Looking at the characteristics of the successful AI leaders, top use operational cases include predictive maintenance (54%), Inventory and supply chain optimization (50%) and manufacturing analytics (50%). At the same time, many respondents see the greatest benefits going right to the IT organization itself -- 63% say they hope to achieve greater efficiencies within IT operations. Another 45% aim for improved product support and customer experience. Another 29% seek improved cybersecurity systems.
The top IT use case is security analytics and predictive intelligence, cited by 71% of AI leaders. Another 56% say AI is helping with the help desk, while 54% have seen a positive impact on the productivity of their departments. "While critics say that the hype around AI-driven cybersecurity is overblown, clearly, IT departments are desperate to solve their cybersecurity problems, and, judging by this question in our survey, many of them are hoping AI will fill that need," relates Sue Troy, author of the survey report. "On the help desk, meanwhile, AI tools are using predictive analytics to improve decision-making around incident management and demand planning. And AI is being used for help desk chatbots and intelligent search recommendations."
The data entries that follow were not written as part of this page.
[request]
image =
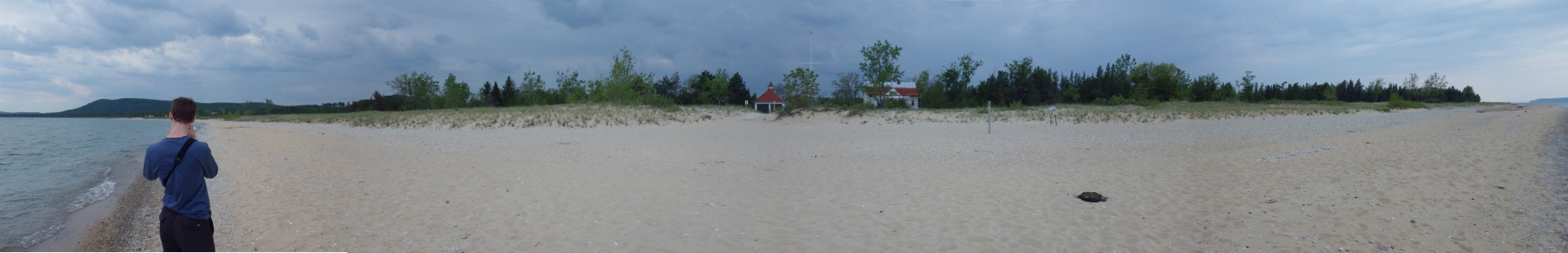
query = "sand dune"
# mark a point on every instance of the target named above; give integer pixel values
(1446, 180)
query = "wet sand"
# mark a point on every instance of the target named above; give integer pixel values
(1446, 180)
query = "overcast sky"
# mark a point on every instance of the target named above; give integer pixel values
(60, 55)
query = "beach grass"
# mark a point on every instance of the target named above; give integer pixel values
(568, 116)
(1167, 111)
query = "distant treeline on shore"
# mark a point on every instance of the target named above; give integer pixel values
(1018, 83)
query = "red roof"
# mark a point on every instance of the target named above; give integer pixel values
(902, 91)
(768, 96)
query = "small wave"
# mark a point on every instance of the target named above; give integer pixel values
(97, 193)
(31, 239)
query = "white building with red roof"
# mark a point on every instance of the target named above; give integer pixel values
(768, 102)
(893, 94)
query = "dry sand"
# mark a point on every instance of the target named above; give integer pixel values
(1440, 180)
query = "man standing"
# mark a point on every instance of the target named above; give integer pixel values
(181, 163)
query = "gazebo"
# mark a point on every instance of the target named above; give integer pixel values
(768, 102)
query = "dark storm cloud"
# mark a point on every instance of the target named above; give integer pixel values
(576, 13)
(57, 55)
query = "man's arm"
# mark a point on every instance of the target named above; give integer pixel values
(148, 166)
(207, 163)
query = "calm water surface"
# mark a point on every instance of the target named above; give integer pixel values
(55, 166)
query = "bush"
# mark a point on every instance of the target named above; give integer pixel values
(1117, 101)
(1399, 104)
(660, 102)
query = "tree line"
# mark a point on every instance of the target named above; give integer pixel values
(1126, 82)
(621, 85)
(1019, 83)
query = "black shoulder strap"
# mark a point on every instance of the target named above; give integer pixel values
(177, 158)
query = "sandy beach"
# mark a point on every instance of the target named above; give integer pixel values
(1427, 180)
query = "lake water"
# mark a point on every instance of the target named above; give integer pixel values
(55, 166)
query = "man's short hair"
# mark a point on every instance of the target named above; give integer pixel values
(184, 110)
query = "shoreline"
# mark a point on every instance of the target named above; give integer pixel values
(803, 185)
(88, 223)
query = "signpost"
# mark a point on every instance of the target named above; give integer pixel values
(1052, 115)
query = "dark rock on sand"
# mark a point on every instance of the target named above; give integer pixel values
(1092, 197)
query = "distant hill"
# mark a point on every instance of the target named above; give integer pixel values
(1551, 101)
(134, 108)
(143, 105)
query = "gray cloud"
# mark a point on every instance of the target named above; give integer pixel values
(308, 33)
(57, 55)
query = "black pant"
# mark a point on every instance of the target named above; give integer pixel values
(181, 233)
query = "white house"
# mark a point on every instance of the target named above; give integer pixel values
(894, 94)
(768, 102)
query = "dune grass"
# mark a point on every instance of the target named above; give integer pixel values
(1169, 111)
(568, 116)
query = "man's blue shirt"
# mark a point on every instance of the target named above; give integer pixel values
(187, 191)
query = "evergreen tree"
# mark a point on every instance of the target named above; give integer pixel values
(739, 94)
(508, 92)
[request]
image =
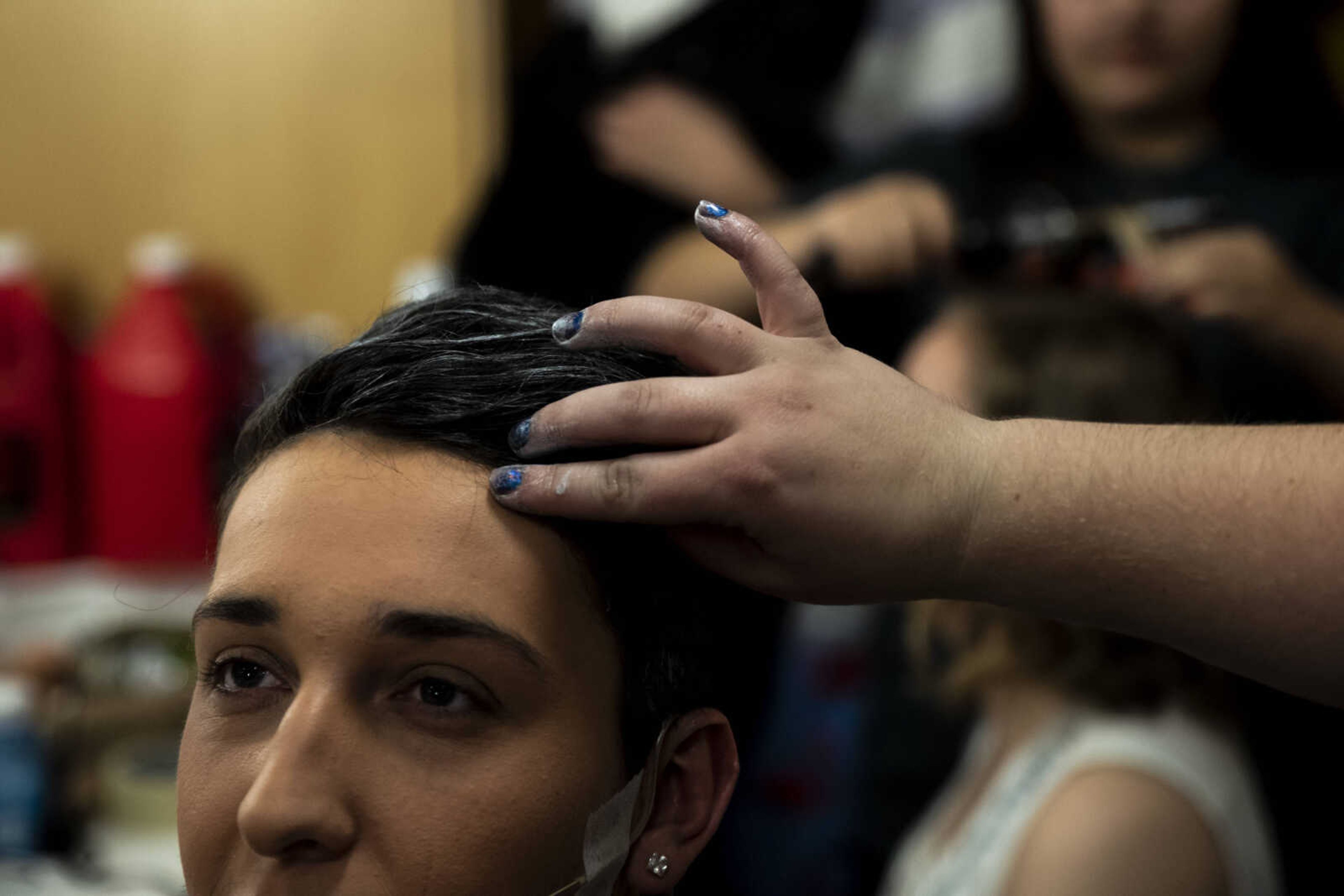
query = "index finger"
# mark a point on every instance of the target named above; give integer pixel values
(705, 339)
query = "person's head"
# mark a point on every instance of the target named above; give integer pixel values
(1064, 358)
(406, 688)
(1253, 66)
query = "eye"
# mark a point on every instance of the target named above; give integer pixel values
(233, 675)
(444, 696)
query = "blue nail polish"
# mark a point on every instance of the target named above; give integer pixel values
(519, 435)
(566, 328)
(506, 480)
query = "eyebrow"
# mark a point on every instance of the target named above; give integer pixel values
(411, 625)
(430, 625)
(241, 611)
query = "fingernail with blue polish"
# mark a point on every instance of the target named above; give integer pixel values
(568, 327)
(506, 480)
(519, 435)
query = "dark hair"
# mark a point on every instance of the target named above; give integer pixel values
(1085, 359)
(1273, 100)
(455, 373)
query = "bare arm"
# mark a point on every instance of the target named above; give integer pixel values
(1117, 832)
(816, 473)
(1225, 542)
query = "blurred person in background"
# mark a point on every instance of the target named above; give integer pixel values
(1100, 763)
(1124, 101)
(640, 109)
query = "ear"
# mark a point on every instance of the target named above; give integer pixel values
(694, 786)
There is a significant need for AI expertise and skills. More than two in three successful AI implementers, 67%, say they are seeing shortages of machine learning and data modeling skills, while 51% seek greater data engineering expertise. Another 42% say compute infrastructure skills are in short supply.
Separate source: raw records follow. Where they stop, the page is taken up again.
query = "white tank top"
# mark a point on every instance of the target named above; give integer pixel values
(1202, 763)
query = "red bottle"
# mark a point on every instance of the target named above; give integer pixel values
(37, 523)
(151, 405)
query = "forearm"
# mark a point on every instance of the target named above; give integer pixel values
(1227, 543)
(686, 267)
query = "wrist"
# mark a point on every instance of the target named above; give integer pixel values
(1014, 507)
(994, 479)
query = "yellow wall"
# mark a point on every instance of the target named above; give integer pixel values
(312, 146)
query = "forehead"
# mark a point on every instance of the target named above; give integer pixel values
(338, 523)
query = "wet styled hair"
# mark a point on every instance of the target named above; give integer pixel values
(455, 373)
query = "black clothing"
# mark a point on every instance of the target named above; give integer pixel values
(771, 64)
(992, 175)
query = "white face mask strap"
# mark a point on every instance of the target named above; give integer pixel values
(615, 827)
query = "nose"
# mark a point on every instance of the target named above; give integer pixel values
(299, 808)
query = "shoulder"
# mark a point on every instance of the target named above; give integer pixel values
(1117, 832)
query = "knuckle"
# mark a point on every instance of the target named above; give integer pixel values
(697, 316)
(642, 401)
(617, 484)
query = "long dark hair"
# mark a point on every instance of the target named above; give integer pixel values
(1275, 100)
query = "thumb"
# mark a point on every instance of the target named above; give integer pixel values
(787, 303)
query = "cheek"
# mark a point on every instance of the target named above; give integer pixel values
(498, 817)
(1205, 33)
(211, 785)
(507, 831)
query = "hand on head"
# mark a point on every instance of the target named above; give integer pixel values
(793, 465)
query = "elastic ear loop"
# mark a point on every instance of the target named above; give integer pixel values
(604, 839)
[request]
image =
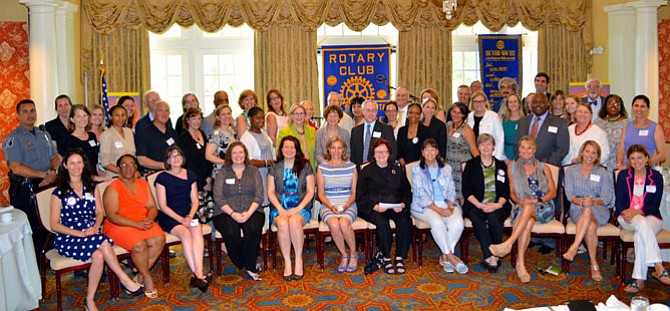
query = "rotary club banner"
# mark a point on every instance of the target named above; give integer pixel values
(500, 56)
(357, 70)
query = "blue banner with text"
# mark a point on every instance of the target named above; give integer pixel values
(500, 57)
(357, 70)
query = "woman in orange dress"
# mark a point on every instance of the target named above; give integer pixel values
(131, 210)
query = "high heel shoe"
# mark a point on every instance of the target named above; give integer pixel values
(137, 292)
(499, 250)
(523, 275)
(570, 254)
(595, 273)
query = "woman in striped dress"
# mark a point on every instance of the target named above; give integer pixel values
(336, 183)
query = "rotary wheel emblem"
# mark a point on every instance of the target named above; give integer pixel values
(357, 86)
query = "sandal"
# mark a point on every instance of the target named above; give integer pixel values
(633, 288)
(400, 266)
(353, 264)
(343, 266)
(595, 273)
(570, 254)
(388, 267)
(151, 294)
(664, 277)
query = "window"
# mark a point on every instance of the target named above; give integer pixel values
(190, 60)
(465, 55)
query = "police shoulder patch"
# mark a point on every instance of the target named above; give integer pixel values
(9, 142)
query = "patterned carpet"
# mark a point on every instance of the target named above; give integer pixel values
(426, 288)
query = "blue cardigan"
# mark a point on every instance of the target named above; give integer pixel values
(624, 191)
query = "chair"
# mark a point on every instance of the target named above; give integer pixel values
(360, 226)
(310, 228)
(58, 263)
(264, 243)
(607, 233)
(172, 240)
(422, 229)
(554, 228)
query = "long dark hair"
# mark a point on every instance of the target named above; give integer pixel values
(430, 142)
(63, 179)
(300, 161)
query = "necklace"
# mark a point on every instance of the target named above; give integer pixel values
(610, 119)
(582, 132)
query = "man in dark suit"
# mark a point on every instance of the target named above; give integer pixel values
(593, 87)
(150, 100)
(553, 140)
(363, 135)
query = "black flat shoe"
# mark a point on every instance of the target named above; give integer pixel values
(297, 277)
(137, 292)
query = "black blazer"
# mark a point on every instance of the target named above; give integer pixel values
(356, 142)
(551, 147)
(473, 184)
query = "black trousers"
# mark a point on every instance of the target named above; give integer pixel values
(488, 227)
(22, 197)
(403, 225)
(243, 252)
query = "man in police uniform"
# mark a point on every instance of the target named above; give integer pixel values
(33, 161)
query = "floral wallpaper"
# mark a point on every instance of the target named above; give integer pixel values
(664, 76)
(14, 85)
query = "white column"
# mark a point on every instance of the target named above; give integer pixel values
(646, 51)
(621, 51)
(42, 56)
(65, 48)
(633, 50)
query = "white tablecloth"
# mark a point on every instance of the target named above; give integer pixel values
(19, 275)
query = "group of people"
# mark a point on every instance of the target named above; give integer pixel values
(471, 160)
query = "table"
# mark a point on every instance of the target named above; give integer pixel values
(19, 275)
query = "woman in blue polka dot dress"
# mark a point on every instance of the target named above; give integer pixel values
(76, 217)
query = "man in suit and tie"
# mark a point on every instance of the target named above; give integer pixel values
(550, 132)
(593, 87)
(363, 135)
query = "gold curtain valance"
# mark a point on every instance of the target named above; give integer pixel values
(211, 15)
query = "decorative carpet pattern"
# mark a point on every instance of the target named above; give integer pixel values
(425, 288)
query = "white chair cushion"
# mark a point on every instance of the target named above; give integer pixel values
(603, 231)
(553, 226)
(661, 237)
(359, 224)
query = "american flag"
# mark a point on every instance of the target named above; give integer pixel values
(104, 102)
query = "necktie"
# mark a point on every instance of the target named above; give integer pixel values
(366, 142)
(535, 127)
Security ranks as the top concern among successful AI implementers, with 44% citing this as their leading issue. Model transparency – or the degree to which the inner workings of AI algorithms are visible to users of the technology — was the second-leading concern, as cited by 36%, "Model transparency is an especially thorny issue," Troy relates. "A high level of transparency can help mitigate bias and promote trust of the system, but it carries concerns that model explanations can be hacked, making the tech more vulnerable to attack." Built-in bias follows among 33%, as well as concerns about unexpected or unusable outcomes with 33%.
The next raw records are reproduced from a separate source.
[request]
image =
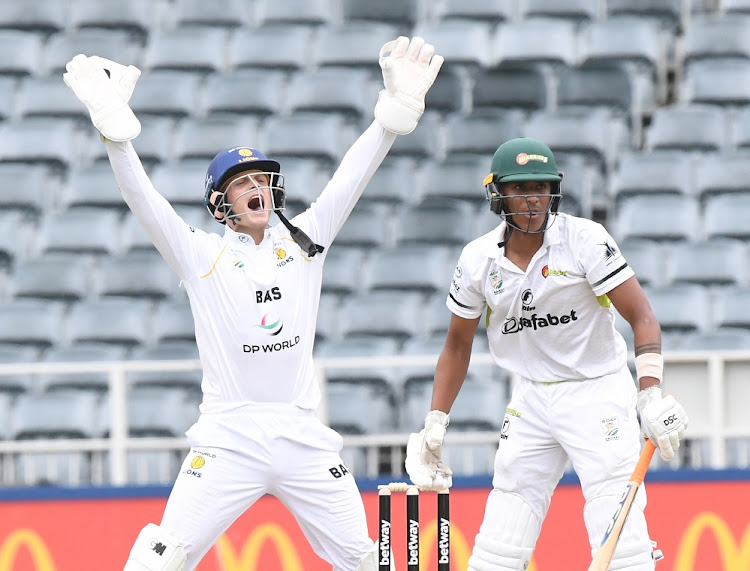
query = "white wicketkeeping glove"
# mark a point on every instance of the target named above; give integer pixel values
(423, 462)
(663, 420)
(409, 70)
(105, 98)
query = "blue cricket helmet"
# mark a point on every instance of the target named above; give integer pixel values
(231, 162)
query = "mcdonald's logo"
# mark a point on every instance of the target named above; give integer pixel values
(735, 556)
(34, 544)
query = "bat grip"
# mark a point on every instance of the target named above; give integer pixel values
(642, 466)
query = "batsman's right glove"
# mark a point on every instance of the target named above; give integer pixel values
(423, 454)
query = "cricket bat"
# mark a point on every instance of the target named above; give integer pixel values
(603, 555)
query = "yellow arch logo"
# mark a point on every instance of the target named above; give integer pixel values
(735, 556)
(250, 554)
(33, 543)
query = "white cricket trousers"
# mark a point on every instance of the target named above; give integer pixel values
(238, 456)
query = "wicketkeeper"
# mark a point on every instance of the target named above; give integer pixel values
(254, 294)
(547, 285)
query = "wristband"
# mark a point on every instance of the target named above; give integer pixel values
(649, 365)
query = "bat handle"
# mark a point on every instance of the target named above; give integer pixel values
(642, 466)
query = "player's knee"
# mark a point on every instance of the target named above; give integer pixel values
(155, 550)
(507, 536)
(634, 548)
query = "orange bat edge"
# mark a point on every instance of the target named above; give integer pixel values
(603, 555)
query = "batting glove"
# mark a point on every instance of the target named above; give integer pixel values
(663, 420)
(409, 70)
(423, 454)
(103, 97)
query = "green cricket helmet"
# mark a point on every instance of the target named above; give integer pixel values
(522, 159)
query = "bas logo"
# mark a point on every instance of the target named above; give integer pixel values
(734, 556)
(34, 544)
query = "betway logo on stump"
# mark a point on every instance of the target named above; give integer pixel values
(518, 324)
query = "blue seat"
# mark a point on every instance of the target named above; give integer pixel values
(198, 49)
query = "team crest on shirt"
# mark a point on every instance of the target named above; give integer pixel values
(611, 428)
(496, 282)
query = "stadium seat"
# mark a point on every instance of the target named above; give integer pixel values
(80, 231)
(578, 11)
(457, 178)
(138, 17)
(223, 14)
(444, 224)
(169, 351)
(49, 97)
(20, 52)
(39, 140)
(461, 42)
(43, 16)
(324, 137)
(360, 408)
(342, 271)
(726, 215)
(32, 322)
(715, 35)
(142, 275)
(688, 128)
(481, 132)
(716, 262)
(227, 93)
(61, 47)
(682, 308)
(353, 44)
(65, 414)
(83, 353)
(307, 12)
(657, 217)
(284, 47)
(399, 12)
(91, 187)
(422, 268)
(502, 89)
(63, 278)
(347, 91)
(13, 384)
(204, 138)
(160, 412)
(490, 11)
(510, 45)
(397, 315)
(125, 322)
(380, 378)
(166, 93)
(196, 49)
(647, 258)
(732, 309)
(716, 82)
(174, 322)
(654, 172)
(721, 174)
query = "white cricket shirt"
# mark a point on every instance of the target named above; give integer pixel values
(255, 306)
(552, 322)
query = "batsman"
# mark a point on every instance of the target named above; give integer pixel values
(254, 292)
(548, 285)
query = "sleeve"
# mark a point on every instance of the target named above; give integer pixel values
(175, 240)
(603, 263)
(327, 214)
(466, 296)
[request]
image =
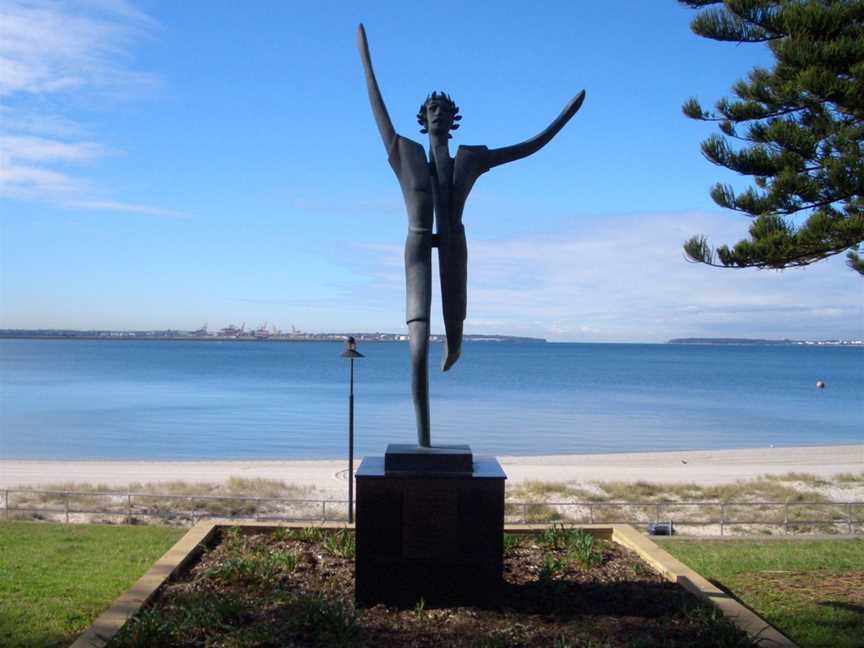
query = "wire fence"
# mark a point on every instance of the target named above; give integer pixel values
(687, 518)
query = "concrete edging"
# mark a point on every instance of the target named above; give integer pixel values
(677, 572)
(189, 546)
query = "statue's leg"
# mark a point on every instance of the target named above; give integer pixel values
(419, 335)
(418, 284)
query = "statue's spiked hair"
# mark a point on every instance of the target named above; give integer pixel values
(444, 99)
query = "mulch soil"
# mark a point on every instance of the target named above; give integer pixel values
(295, 589)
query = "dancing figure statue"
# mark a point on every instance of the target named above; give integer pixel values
(435, 190)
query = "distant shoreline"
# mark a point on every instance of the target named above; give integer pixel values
(762, 342)
(299, 337)
(327, 475)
When asked about specific AI technologies they expected to incorporate into their workplaces in the next six to 24 months, machine learning tops the list among successful AI sites, cited by 55%. Deep learning follows at 53%, and intelligent robotic process automation (RPA) rounds out the top three at 52%.
Successful AI projects take time to roll out. The typical AI project took six months to a year to complete, close to half of successful AI implementers (47%) indicate. Close to one-third, 32%, report taking more than year. Only 21% were able to wrap up AI initiatives in less than six months. The costs of these projects were kept in line -- 45% said the project cost about as much as planned, while 25% said the costs ran over budget. By contrast, 40% of those with less-successful AI initiatives report cost overruns. "The more experienced IT practitioners are with AI, the better able they are to project costs and avoid going over budget," Troy says.